Abstract

Skin lesions are one of the typical symptoms of many diseases in humans and indicative of many types of cancer worldwide. Increased risks caused by the effects of climate change and a high cost of treatment, highlight the importance of skin cancer prevention efforts like this. The methods used to detect these diseases vary from a visual inspection performed by dermatologists to computational methods, and the latter has widely used automatic image classification applying Convolutional Neural Networks (CNNs) in medical image analysis in the last few years. This article presents an approach that uses CNNs with a NASNet architecture to recognize in a more accurate way, without segmentation, eight skin diseases. The model was trained end-to-end on Keras with augmented skin diseases images from the International Skin Imaging Collaboration (ISIC). The CNN architectures were initialized with weight from ImageNet, fine-tuned in order to discriminate well among the different types of skin lesions, and then 10-fold cross-validation was applied. Finally, some evaluation metrics are calculated as accuracy, sensitivity, and specificity and compare with other CNN trained architectures.
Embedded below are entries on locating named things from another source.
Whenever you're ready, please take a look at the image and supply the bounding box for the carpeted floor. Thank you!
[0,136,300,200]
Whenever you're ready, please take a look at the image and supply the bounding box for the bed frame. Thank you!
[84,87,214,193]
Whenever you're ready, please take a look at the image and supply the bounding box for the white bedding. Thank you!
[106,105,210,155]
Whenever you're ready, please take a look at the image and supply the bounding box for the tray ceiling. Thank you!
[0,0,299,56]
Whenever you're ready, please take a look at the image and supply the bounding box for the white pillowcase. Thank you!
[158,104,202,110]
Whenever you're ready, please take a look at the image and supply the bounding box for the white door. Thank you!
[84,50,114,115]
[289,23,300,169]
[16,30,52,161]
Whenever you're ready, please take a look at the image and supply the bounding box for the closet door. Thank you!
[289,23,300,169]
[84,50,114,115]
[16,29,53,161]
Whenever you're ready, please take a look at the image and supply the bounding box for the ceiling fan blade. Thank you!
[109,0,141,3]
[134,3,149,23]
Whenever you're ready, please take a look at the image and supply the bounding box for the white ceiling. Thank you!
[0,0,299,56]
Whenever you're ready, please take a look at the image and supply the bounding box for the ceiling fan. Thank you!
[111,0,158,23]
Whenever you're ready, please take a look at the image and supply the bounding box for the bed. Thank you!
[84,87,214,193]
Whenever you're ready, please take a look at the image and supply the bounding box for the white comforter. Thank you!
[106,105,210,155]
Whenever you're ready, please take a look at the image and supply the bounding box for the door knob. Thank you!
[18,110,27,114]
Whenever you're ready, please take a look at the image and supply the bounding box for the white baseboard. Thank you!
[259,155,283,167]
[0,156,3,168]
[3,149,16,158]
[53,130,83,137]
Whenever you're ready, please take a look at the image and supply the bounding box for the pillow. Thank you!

This comparison shows that the proposed system offers higher accuracy results, with a significant reduction on the training paraments. To the best of our knowledge and based in the state-of-art recompiling in this work, the application of the NASNet architecture training with skin image lesion from ISIC archive for multi-class classification and evaluated by cross-validation, represents a novel skin disease classification system.